Yes, but they may have to execute their own transition for a change.

RIA models attract advisors at a troubling pace for many broker/dealers. Will broker/dealer revitalization efforts fall short or too late to sway advisor interest? Can they effectively stem fleeting allegiance? Amidst the growing number of independent RIAs and new genre of innovative IBDs, financial advisors flourish with stronger fiduciary partners, out of the box technology and more effective work flows.

To earn advisor loyalty, the route is clear: reduce fees, foster institutional custodial relationships, avoid a "one size fits all" mentality and help advisors succeed, both personally and professionally. But instead of embracing a fiduciary mentality, broker/dealers still vie to buy business through alluring advisor retention contracts, which are ultimately funded by practice generated revenues.

It is now imperative for broker/dealers to make a choice: reinvent, reinvest, rebrand—or rust. 

With a heightened sense of urgency, some broker/dealers have promoted their RIA registration while downplaying legacy B/D ownership. But is branding as a national RIA more than just a clever marketing strategy?

IBDs with corporate RIAs have been registered nationally for decades. However, the phrase national RIA hints at the RIA-only model (no broker/dealer ownership), commonly viewed as the premier best-interest model and aligned with industry movement. Although promotional claims may provide early mover advantages, B/Ds must first fit the independent RIA mold.

Ownership influence / PE Churn and Burn

The broker/dealer dilemma: cling to cash cows, such as advisory and access fees, or transform business models to meet changing industry preferences to benefit advisors and clients alike. Many B/D-RIAs have been slow to adapt or have not even started. Why? Reliance on high fees and extra revenue streams (common private equity directives), such as external platform access fees, for example, which may hamper competitive efforts. In fact, PE’s ability to generate plum returns may be diminishing in an era of waning profitability. Their potential return on investment may lower over time as previous buyers harvest the more profitable, lower hanging fruit. Not only does a heavier fee environment risk increased advisor attrition, but also remains a bigger regulatory target because lower cost options are available to the clients, who participate in these fee structures.
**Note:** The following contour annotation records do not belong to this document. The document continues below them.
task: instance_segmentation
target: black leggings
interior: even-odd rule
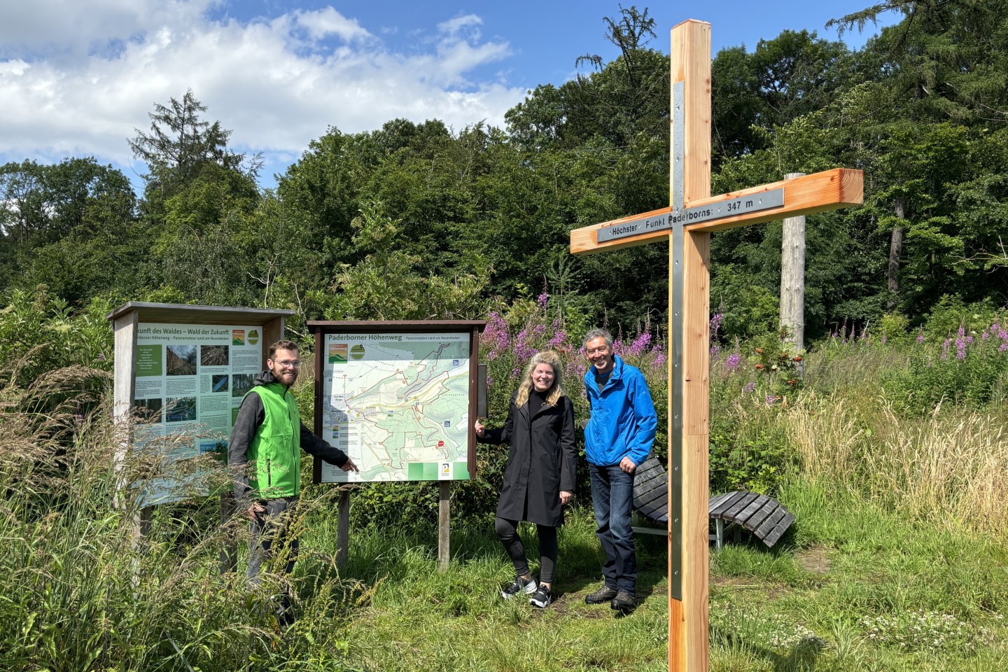
[[[559,554],[559,546],[556,544],[556,528],[548,525],[536,525],[539,533],[539,581],[542,583],[553,582],[553,569],[556,567],[556,556]],[[504,544],[504,550],[514,562],[514,570],[519,576],[529,574],[528,559],[525,557],[525,546],[518,536],[518,521],[497,518],[494,520],[494,529],[497,536]]]

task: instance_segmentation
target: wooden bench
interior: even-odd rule
[[[668,528],[668,476],[657,457],[649,456],[637,467],[633,484],[635,514],[652,525],[635,525],[633,531],[643,534],[667,534]],[[708,502],[708,515],[715,522],[715,532],[710,535],[718,550],[725,545],[725,532],[735,529],[736,541],[743,529],[749,530],[767,545],[773,546],[794,522],[794,514],[780,502],[746,491],[715,495]]]
[[[749,530],[769,548],[794,522],[794,514],[777,500],[744,490],[715,495],[708,502],[707,512],[715,522],[711,538],[719,550],[725,545],[726,523],[727,529]]]

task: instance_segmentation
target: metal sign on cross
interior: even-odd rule
[[[576,229],[573,254],[669,241],[668,669],[708,670],[711,232],[864,203],[836,168],[711,195],[711,24],[671,34],[671,206]]]

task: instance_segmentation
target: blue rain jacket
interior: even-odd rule
[[[647,458],[654,443],[658,415],[640,369],[614,356],[613,372],[600,391],[595,369],[585,374],[585,391],[592,417],[585,428],[588,461],[599,466],[618,464],[629,456],[634,464]]]

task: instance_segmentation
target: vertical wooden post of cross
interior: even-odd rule
[[[669,199],[682,211],[711,195],[710,23],[672,28],[671,65]],[[711,234],[682,220],[670,233],[668,667],[706,672]]]
[[[711,24],[672,28],[668,208],[571,232],[572,254],[668,238],[668,669],[707,672],[711,233],[860,206],[864,175],[834,168],[711,195]]]

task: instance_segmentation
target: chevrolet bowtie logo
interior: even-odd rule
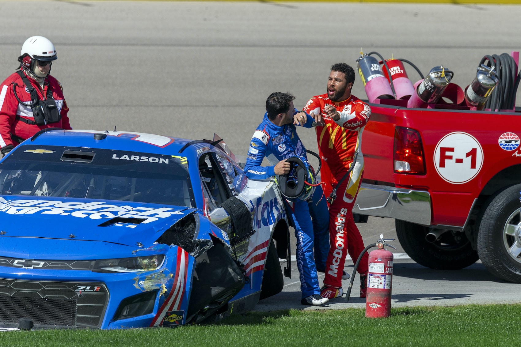
[[[42,267],[45,264],[45,262],[30,260],[28,259],[17,259],[13,265],[14,266],[21,266],[24,269],[33,269],[35,267]]]
[[[23,153],[34,153],[35,154],[41,154],[42,153],[54,153],[55,151],[49,151],[48,150],[26,150]]]

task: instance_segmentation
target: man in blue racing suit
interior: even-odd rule
[[[295,125],[311,128],[321,124],[321,117],[319,114],[315,119],[305,112],[297,111],[293,106],[294,99],[291,94],[276,92],[266,100],[264,119],[253,133],[248,150],[244,167],[248,178],[263,180],[286,175],[291,166],[286,159],[298,155],[307,159],[306,148],[299,138]],[[262,166],[265,156],[271,166]],[[322,195],[319,185],[311,202],[286,200],[284,203],[295,228],[297,267],[302,292],[301,303],[303,305],[317,306],[329,301],[320,296],[317,275],[317,267],[322,271],[325,269],[329,250],[329,213]]]

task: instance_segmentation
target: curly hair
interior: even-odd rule
[[[343,72],[345,75],[345,79],[347,80],[348,83],[354,83],[355,70],[353,70],[351,66],[348,65],[345,63],[338,63],[331,65],[331,70]]]
[[[290,109],[290,103],[295,97],[289,93],[275,92],[269,94],[266,100],[266,111],[268,118],[273,120],[280,113],[286,113]]]

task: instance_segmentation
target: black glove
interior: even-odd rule
[[[0,148],[0,153],[1,153],[2,155],[5,156],[6,154],[8,153],[9,151],[14,148],[14,147],[13,147],[13,145],[8,145],[5,147],[3,147]]]

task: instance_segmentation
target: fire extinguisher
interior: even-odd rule
[[[351,281],[346,295],[349,300],[355,272],[362,256],[370,248],[377,247],[369,254],[369,269],[367,272],[367,296],[366,298],[365,316],[370,318],[389,317],[391,315],[391,287],[392,284],[393,254],[384,248],[387,246],[396,249],[387,243],[394,239],[384,239],[382,234],[376,243],[368,245],[360,253],[355,264]]]
[[[370,318],[391,315],[393,254],[383,245],[383,243],[378,243],[378,249],[369,254],[365,316]]]
[[[383,76],[380,63],[376,58],[364,54],[356,59],[360,79],[370,103],[376,99],[394,99],[394,95],[389,81]]]
[[[407,76],[403,63],[399,59],[388,59],[386,63],[389,72],[387,72],[387,68],[382,69],[383,75],[387,80],[394,86],[396,98],[403,100],[410,97],[414,93],[414,87]],[[382,61],[382,64],[383,63]]]
[[[489,67],[481,64],[477,70],[472,83],[465,89],[465,101],[467,106],[475,107],[480,110],[483,109],[499,80],[495,76],[494,66]]]
[[[443,66],[436,66],[427,74],[416,87],[407,103],[407,107],[426,107],[428,104],[436,104],[441,97],[443,91],[451,82],[454,72]]]

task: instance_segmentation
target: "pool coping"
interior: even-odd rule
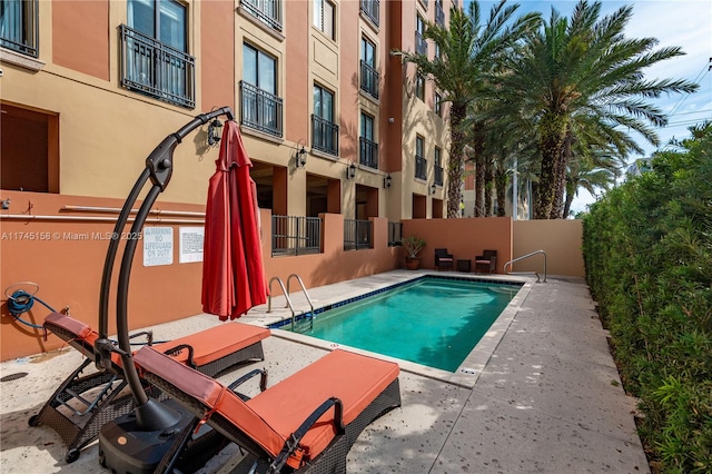
[[[495,349],[500,345],[505,333],[510,328],[510,325],[512,324],[515,316],[520,312],[520,308],[526,300],[526,297],[528,296],[533,286],[533,278],[526,278],[522,276],[514,277],[514,276],[507,276],[507,275],[479,276],[479,275],[468,275],[468,274],[451,273],[451,271],[435,273],[435,271],[428,271],[428,270],[421,270],[417,273],[407,271],[398,276],[399,277],[396,278],[395,283],[384,282],[383,284],[376,285],[376,287],[364,288],[347,295],[339,295],[340,297],[334,297],[332,295],[332,297],[328,299],[318,300],[319,305],[315,304],[314,306],[315,313],[319,314],[320,313],[319,309],[324,310],[323,308],[338,307],[338,306],[343,306],[344,304],[363,299],[369,295],[382,293],[394,286],[407,285],[413,283],[416,279],[419,279],[426,276],[439,277],[444,279],[461,279],[461,280],[474,280],[474,282],[484,282],[484,283],[493,283],[493,284],[521,285],[521,287],[518,292],[514,295],[512,300],[507,304],[507,306],[502,310],[500,316],[492,324],[490,329],[482,336],[477,345],[475,345],[475,347],[469,352],[467,357],[465,357],[463,363],[459,365],[459,367],[455,372],[447,372],[447,371],[443,371],[434,367],[428,367],[414,362],[386,356],[384,354],[373,353],[369,350],[360,349],[360,348],[344,345],[344,344],[337,344],[328,340],[317,339],[316,337],[293,333],[286,329],[271,328],[273,336],[291,340],[295,343],[304,344],[307,346],[317,347],[325,350],[345,348],[357,354],[364,354],[372,357],[378,357],[382,359],[395,362],[400,366],[400,369],[405,372],[409,372],[409,373],[421,375],[423,377],[436,379],[439,382],[446,382],[448,384],[457,385],[464,388],[473,388],[477,383],[479,375],[482,374],[485,366],[487,365],[487,362],[490,362],[492,355],[494,354]],[[338,292],[333,292],[333,293],[338,293]],[[294,297],[295,297],[295,294],[291,294],[290,299],[294,299]],[[315,300],[313,299],[313,302]],[[284,297],[281,297],[280,303],[284,304]],[[306,304],[306,298],[304,303]],[[299,319],[299,316],[305,317],[305,314],[309,312],[310,312],[310,308],[308,308],[307,310],[300,310],[296,318]],[[289,324],[291,319],[290,313],[288,310],[285,310],[284,308],[275,309],[270,314],[267,314],[266,312],[264,313],[258,312],[258,314],[253,313],[251,317],[257,317],[257,319],[253,322],[254,324],[259,324],[267,327],[273,326],[275,324],[284,323],[284,322],[287,322],[284,324]]]

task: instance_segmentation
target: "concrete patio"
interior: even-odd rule
[[[322,303],[335,295],[343,299],[412,276],[390,271],[309,294]],[[350,451],[349,473],[649,472],[633,421],[635,401],[623,392],[586,285],[555,276],[528,284],[472,383],[402,365],[403,406],[366,428]],[[276,298],[274,306],[283,305]],[[260,307],[241,320],[266,317]],[[157,339],[168,339],[217,324],[215,316],[198,315],[152,329]],[[219,378],[266,367],[274,384],[325,354],[323,343],[304,344],[308,339],[283,333],[265,339],[264,363]],[[0,383],[0,472],[108,472],[99,466],[97,443],[68,465],[52,429],[28,426],[80,362],[76,350],[65,348],[0,364],[1,377],[27,373]],[[239,472],[240,460],[230,445],[202,472]]]

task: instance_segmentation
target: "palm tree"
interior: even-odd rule
[[[659,138],[647,124],[664,126],[665,115],[645,99],[666,92],[693,92],[698,86],[681,79],[646,80],[643,71],[683,55],[678,47],[654,50],[654,38],[629,39],[624,27],[632,16],[625,6],[600,17],[601,2],[580,0],[571,20],[552,8],[551,19],[526,38],[523,55],[508,57],[493,100],[510,115],[536,124],[541,154],[534,218],[562,214],[571,146],[582,129],[613,140],[624,155],[640,150],[627,135],[639,132],[653,145]]]
[[[625,162],[612,155],[580,156],[568,162],[566,172],[566,197],[562,218],[568,217],[571,204],[581,188],[595,195],[596,189],[610,190],[621,176]]]
[[[481,26],[479,3],[474,0],[467,12],[451,9],[449,26],[443,28],[428,22],[424,38],[432,40],[441,51],[439,57],[428,59],[426,55],[394,50],[405,62],[414,63],[417,72],[432,80],[444,92],[443,100],[451,107],[451,149],[447,166],[447,216],[457,217],[459,188],[463,172],[465,146],[463,121],[468,106],[476,100],[485,83],[485,77],[497,68],[505,52],[538,26],[538,14],[531,13],[512,22],[518,4],[505,7],[506,0],[494,6],[490,18]]]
PE now finds itself middle-aged, having enjoyed success in a marketplace of typically sticky investment assets. A 2021 Harvard Business Review commentary offered this perspective:

"There’s trouble on the horizon for private equity. As the 50-year-old industry matures, investment returns are falling. In fact, for the past three decades, average buyout performance—the return a buyout firm generates from buying, improving, and then selling a company—has been on a downward trend."
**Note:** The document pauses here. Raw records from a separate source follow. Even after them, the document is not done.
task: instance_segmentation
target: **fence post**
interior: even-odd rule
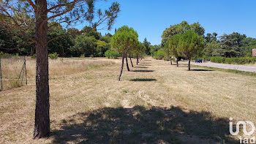
[[[1,90],[3,90],[3,82],[1,80],[1,56],[0,56],[0,77],[1,77]]]

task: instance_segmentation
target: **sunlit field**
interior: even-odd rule
[[[235,143],[230,117],[256,123],[256,77],[133,61],[118,81],[121,59],[50,59],[50,135],[34,140],[28,58],[28,86],[0,91],[0,143]]]

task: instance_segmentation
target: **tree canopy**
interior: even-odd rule
[[[170,26],[169,28],[165,29],[161,37],[162,46],[164,46],[173,36],[178,34],[183,34],[189,29],[194,31],[200,36],[203,36],[205,32],[205,29],[198,22],[189,25],[187,21],[182,21],[181,23]]]
[[[127,26],[119,28],[111,39],[111,48],[124,55],[132,52],[138,42],[138,33]]]

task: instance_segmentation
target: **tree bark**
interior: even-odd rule
[[[127,61],[127,70],[129,71],[129,65],[128,65],[128,60],[127,60],[127,54],[125,56],[125,61]]]
[[[133,64],[132,64],[132,58],[131,58],[131,54],[129,54],[129,60],[131,61],[132,67],[133,67]]]
[[[48,23],[41,24],[47,20],[46,0],[36,0],[39,6],[36,15],[35,37],[37,43],[36,85],[37,99],[34,117],[34,139],[45,137],[50,134],[50,102],[48,77]]]
[[[118,77],[118,80],[120,81],[121,79],[121,75],[123,72],[123,69],[124,69],[124,54],[123,53],[123,57],[122,57],[122,60],[121,60],[121,71],[120,71],[120,75]]]

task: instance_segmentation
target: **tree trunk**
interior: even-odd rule
[[[128,65],[128,60],[127,60],[127,54],[125,56],[125,61],[127,61],[127,70],[129,71],[129,65]]]
[[[138,63],[139,63],[139,58],[138,58],[138,56],[137,56],[137,65],[138,65]]]
[[[119,81],[120,81],[120,79],[121,79],[121,73],[123,72],[123,69],[124,69],[124,54],[123,53],[123,57],[122,57],[122,60],[121,60],[121,71],[120,71],[120,75],[119,75],[119,77],[118,77],[118,80],[119,80]]]
[[[41,24],[47,20],[46,0],[36,0],[40,6],[37,12],[35,37],[37,43],[37,99],[34,117],[34,139],[45,137],[50,133],[50,103],[48,52],[48,23]]]
[[[132,67],[133,67],[133,64],[132,64],[132,58],[131,58],[131,54],[129,54],[129,60],[131,61]]]

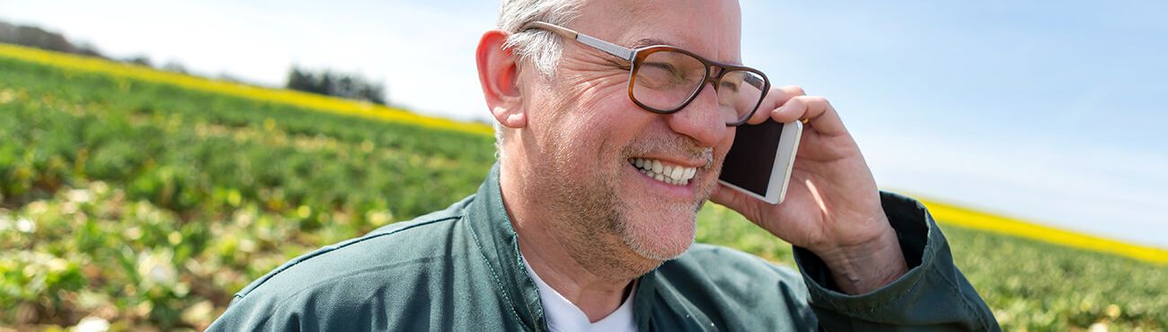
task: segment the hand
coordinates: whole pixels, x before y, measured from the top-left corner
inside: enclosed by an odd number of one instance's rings
[[[771,205],[718,185],[711,200],[823,259],[841,290],[864,294],[908,271],[860,147],[827,99],[771,89],[749,123],[806,119],[786,198]]]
This begs the question, is there more efficiency and scale that further investment capital can meaningfully amplify?  Broker/dealers with high advisory account fees (often multiples of independent RIAs’) ultimately brought about an ultra-competitive level of IBDs, who’ve been winning with niche markets, pricing and service advantages. Advisors take note when back-office support integration provides a simpler, more effective and less costly platform.  Furthermore, prospective IBD buyers (likely another PE firm), should weigh the mounting challenges of potentially lower profit margins against the benefits of repositioning, likely requiring a substantial effort and outlay. Effectively, you might say, broker/dealers are bought for their parts—advisors and their clients.
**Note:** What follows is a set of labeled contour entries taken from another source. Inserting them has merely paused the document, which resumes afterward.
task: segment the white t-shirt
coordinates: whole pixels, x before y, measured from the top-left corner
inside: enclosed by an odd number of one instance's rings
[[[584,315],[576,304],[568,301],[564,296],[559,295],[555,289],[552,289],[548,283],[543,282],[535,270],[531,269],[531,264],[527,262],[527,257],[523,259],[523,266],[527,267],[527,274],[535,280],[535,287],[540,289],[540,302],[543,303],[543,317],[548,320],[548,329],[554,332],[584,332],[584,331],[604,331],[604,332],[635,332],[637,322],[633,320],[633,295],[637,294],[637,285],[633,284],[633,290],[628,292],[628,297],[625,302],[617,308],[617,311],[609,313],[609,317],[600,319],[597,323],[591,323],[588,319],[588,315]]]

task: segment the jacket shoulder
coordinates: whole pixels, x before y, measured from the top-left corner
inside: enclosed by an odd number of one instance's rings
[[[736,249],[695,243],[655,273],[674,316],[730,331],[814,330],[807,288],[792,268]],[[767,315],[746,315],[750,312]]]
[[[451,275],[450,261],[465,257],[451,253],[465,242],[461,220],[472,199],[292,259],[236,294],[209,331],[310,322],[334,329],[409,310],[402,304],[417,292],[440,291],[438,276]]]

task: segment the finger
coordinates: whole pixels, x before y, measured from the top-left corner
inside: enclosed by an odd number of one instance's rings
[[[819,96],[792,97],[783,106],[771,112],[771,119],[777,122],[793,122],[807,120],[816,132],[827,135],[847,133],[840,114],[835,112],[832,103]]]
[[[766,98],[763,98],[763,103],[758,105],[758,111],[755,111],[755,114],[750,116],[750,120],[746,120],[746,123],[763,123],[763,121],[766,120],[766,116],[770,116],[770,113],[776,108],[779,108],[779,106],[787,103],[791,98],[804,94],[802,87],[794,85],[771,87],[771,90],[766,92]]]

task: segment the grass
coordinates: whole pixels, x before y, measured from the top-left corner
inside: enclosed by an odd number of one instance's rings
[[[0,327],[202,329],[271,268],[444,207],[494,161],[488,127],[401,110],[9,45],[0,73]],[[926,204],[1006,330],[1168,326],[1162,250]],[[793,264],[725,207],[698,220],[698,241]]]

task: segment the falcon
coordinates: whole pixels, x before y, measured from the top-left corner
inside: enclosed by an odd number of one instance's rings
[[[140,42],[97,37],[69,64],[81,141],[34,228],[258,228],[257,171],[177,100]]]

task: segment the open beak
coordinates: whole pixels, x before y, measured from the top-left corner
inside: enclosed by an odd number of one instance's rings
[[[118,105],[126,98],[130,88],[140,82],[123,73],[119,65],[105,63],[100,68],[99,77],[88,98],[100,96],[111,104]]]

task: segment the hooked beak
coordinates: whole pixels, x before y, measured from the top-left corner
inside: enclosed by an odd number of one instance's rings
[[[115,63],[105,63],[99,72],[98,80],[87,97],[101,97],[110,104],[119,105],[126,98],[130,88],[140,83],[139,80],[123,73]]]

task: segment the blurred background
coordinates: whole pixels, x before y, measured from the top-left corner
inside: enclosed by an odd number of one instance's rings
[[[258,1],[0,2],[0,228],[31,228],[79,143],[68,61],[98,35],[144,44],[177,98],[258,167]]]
It's yet another reason “stay money” is hot again—advisors holding loans are less inclined to leave. PE’s incremental cycles of enhancement functioned effectively for an extensive period: purchase a broker/dealer, introduce and raise fees (a fast but risky way to increase profits), trim expenditures by reducing back-office to advisor staffing ratios, augment advisor headcount—often through substantial forgivable loans—and ultimately sell within a 5-to-7-year window. But how might narratives shift on bumpy roads?

Rebrand or Reposition?

In times of major change, a fresh image may provide an edge. And when strategy doesn’t meet expectation, rebranding may get the nod. Reshaping business perception, resulting in a new or improved image is the intent. Updating names, logos, taglines and graphics, particularly for firms bearing tired or outdated names, or tarnished reputations, can be effective. When innovative solutions emerge and competitive bars are raised, rebranding is an unlikely stand-alone. Change conveyed today may remain tomorrow’s promise.

Repositioning, however, enables a tailor-made approach, more effectively targeting markets by influencing customers' preferences around their needs. Independent RIAs and innovative IBDs (who adopt RIA characteristics) are succeeding by effectively offering lower overhead and better service to lure prospective advisors, not only dialing in institutional custodians for speed and efficiency, but also improving accuracy and reducing administrative burdens of the chain. While some IBDs may emphasize their scale advantage, it may be smaller regulatory partners, increasingly aligned with trends, who continue to experience steady, incremental, advisor-valued growth.

In addition to independent RIAs, smaller broker/dealers have saddled entrepreneurial spirit to strategically experiment and ride to incremental success. One of our mid-size B/D relationships offer remote tech support and account servicing until 12 a.m. weekdays, with home office specialists. Delivering valuable services not only cultivates stronger relationships, but also reduces the inconsistencies of third-party call centers. Smaller communities, therefore, may be poised to better identify offerings to advance practices’ success while extending a more personal touch.


Apprehensive IBDs may hand out "loyalty loans" and deliver new branded advisor swag to stoke hype trains, while they pony-up loans as much as 1% of practices’ select assets, tied to 10-year affiliation commitments. And, though private equity investment durations have trended downward, retention packages and expectations for prolonged advisor affiliation remain high. Consolidation-induced transition work can be negligible—if there’s no change in client account numbers, account registrations or even the requirement of fresh client signatures—but this hasn't dampened financial attempts to secure advisors long term. It  may, however, impact critical enhancement spends. While loans attempt to tie up advisors, they may prove less effective if merely cosmetic, such as name and logo changes.

Innovation is more likely to usher in success for those with an independent RIA blood type, earning advisors a deeper, more loyal customer base. Can IBDs go the distance? Yes, but they may have to execute their own transition for a change.